Anthropic launched Claude Mythos for cybersecurity — but first leaked its own drafts

Anthropic has launched Claude Mythos — a specialized AI model for automated vulnerability discovery in software. By the end of May 2025, the system had identified over 10,000 critical vulnerabilities in real-world software. The story of the launch, however, contains a notable irony: weeks before the official announcement, the company itself suffered a massive leak of internal files through its own website.

Data Leak Before Launch

In late March, it was discovered that Anthropic's website was misconfigured. Around 3,000 unpublished files — draft articles, PDF documents, images — ended up in open public access and were indexed by search engines. This was not discovered by malicious actors, but by researchers from LayerX and Cambridge University: no hacking involved, just specialists studying publicly available resources who stumbled upon the leak. Fortune reported on the discovery.

Among the leaked drafts were texts in which Anthropic itself characterized the future model as carrying "unprecedented cyber risks" — meaning it could potentially cause serious damage in the wrong hands. The company, which positions itself as the most responsible AI developer, fell victim to a classic misconfiguration leak. Many viewed the situation as symbolic: the story of unprecedented cyber capabilities began with an unprecedented hole in its own infrastructure.

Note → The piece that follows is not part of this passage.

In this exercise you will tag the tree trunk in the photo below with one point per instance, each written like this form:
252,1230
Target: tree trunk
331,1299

Official Launch: Partners and Initial Figures

On April 7, Anthropic officially introduced Claude Mythos Preview as part of the Glasswing initiative. The announced funding amount was $100 million. The consortium's partners include:

• AWS, Apple, Cisco
• Google, Microsoft, NVIDIA
• Palo Alto Networks and other major industry players
• 40 pioneering organizations as the first customers

The model was created for professional offensive security: it analyzes code and finds vulnerabilities that a human analyst might miss. One notable example is a vulnerability in OpenBSD that remained undetected for approximately 27 years. By May 26, Claude Mythos had identified over 10,000 critical vulnerabilities in critical software. The scale impressed market participants.

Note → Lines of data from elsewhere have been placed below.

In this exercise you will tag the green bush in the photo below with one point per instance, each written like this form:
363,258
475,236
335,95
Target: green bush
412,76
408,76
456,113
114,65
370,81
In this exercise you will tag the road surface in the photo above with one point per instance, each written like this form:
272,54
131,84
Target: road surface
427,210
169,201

"This is the most important cyber alliance since the creation of CISA," stated the CEO of

Palo Alto Networks.

Access Exceeded Planned Scope

In parallel with the launch, it emerged that the actual Claude Mythos API became accessible to outsiders through partners and supply chains — before the protective architecture around the product was fully in place. Technical documentation on how Mythos capabilities should be deployed in public scenarios also became available prematurely. Essentially, a vulnerability discovery tool began circulating in conditions where key components of its own secure distribution were not yet ready. No confirmed breaches or publicly known exploits were recorded — but the situation raised legitimate questions about processes within Anthropic itself.

What This Means

Claude Mythos is a real step toward automating cybersecurity at a level previously unavailable. Tens of thousands of discovered vulnerabilities, a major consortium, and serious funding speak to a working enterprise product. But the story surrounding the launch raises a legitimate question: how well do Anthropic's own security standards match what the company promises to provide its clients.